I can visually see the device sending the join request (indicated by a rgb led), then helium sending the accept call back and ~ 2 seconds later the join window 1 closes on the device (indicated by a rgb led).

This should not be the case. JOIN_ACCEPT_DELAY1 is always 5s, and JOIN_ACCEPT_DELAY2 is always 6s.

From these logs

TX on freq 868300000 Hz at DR 5 TX on freq 868300000 Hz at DR 5 Event : Tx Done RX on freq 868300000 Hz at DR 5 Event : Rx Error

It appears the device is sending 2 join request on the same frequency 1 right after the other.

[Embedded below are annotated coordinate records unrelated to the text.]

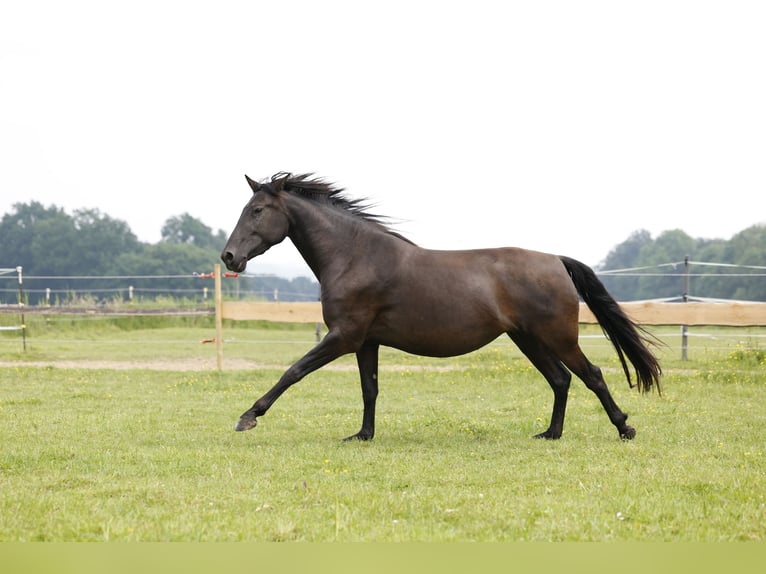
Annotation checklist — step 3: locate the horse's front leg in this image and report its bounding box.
[344,345,380,441]
[234,330,353,431]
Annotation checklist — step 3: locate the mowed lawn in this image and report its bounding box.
[0,322,766,541]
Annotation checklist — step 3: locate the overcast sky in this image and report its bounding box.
[0,0,766,280]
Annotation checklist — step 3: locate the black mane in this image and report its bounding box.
[264,172,412,243]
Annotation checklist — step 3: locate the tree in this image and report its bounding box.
[162,213,226,250]
[597,229,652,300]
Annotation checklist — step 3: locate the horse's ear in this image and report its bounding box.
[245,174,258,193]
[271,171,292,193]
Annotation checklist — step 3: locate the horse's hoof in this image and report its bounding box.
[234,415,258,432]
[343,432,372,442]
[620,426,636,440]
[532,430,561,440]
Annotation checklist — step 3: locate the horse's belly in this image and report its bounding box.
[369,315,504,357]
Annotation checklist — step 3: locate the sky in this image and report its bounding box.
[0,0,766,275]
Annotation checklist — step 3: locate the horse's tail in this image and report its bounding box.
[561,257,662,393]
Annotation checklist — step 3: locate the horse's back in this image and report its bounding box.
[362,247,577,356]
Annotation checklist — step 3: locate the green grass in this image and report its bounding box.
[0,321,766,541]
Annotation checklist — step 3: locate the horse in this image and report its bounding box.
[221,172,662,440]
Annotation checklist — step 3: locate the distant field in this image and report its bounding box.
[0,316,766,541]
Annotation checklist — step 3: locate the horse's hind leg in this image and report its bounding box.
[508,333,572,439]
[344,345,379,441]
[562,346,636,440]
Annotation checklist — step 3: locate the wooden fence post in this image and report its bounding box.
[214,263,223,371]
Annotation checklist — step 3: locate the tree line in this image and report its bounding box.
[597,225,766,301]
[0,201,319,304]
[0,205,766,304]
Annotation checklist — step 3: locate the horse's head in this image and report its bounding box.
[221,174,290,273]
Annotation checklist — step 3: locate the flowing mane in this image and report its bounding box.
[262,172,412,243]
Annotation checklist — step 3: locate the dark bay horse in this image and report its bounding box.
[221,173,661,440]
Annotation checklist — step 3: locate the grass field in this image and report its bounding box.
[0,319,766,541]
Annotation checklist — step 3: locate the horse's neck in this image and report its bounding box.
[285,197,359,281]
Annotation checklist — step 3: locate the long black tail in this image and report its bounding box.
[561,257,662,393]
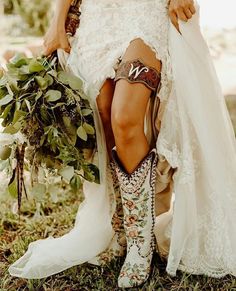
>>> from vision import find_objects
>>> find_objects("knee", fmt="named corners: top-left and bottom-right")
top-left (111, 110), bottom-right (141, 143)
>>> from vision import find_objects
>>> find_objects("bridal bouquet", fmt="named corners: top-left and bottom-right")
top-left (0, 54), bottom-right (99, 207)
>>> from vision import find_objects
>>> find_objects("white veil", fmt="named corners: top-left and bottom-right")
top-left (157, 5), bottom-right (236, 277)
top-left (9, 2), bottom-right (236, 278)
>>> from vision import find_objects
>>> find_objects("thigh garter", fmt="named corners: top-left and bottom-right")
top-left (115, 59), bottom-right (161, 92)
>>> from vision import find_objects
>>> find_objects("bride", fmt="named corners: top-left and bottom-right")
top-left (9, 0), bottom-right (236, 287)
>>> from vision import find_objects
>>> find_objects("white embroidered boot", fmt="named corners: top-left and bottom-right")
top-left (90, 161), bottom-right (127, 265)
top-left (113, 149), bottom-right (157, 288)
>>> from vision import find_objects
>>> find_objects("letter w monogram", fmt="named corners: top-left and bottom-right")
top-left (129, 64), bottom-right (149, 79)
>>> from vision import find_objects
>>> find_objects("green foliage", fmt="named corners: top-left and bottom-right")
top-left (0, 195), bottom-right (236, 291)
top-left (0, 54), bottom-right (99, 205)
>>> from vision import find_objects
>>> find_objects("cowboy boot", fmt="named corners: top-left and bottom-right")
top-left (90, 161), bottom-right (126, 265)
top-left (113, 149), bottom-right (157, 288)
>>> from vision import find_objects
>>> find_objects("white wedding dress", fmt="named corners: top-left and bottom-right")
top-left (9, 0), bottom-right (236, 278)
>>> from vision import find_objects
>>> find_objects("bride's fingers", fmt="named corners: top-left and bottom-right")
top-left (61, 37), bottom-right (71, 53)
top-left (184, 9), bottom-right (193, 19)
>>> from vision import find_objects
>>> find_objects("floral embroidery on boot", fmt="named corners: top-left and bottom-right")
top-left (113, 149), bottom-right (157, 288)
top-left (90, 161), bottom-right (126, 265)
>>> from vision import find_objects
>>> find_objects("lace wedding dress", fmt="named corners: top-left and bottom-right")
top-left (9, 0), bottom-right (236, 278)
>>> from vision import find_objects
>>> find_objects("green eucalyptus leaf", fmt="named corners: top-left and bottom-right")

eikaramba commented 2 years ago

This should not be the case. JOIN_ACCEPT_DELAY1 is always 5s, and JOIN_ACCEPT_DELAY2 is always 6s. Honestly i can be wrong, i just mention what i see on the device. I'm just using the quite popular heltec cubecell board. So you say that in total there SHOULD be 11 seconds at least between join attempts? I also don't see that behaviour on other lora nodes.

The device only is sending one join request, the logs are just showing it two times. i checked and it is always like this for the heltec logs (also checked all logs public available on the internet)

unfortunately the "bug" is still there, even after activating the CF-List. i will continue to inspect but fear there is not much i can do anymore.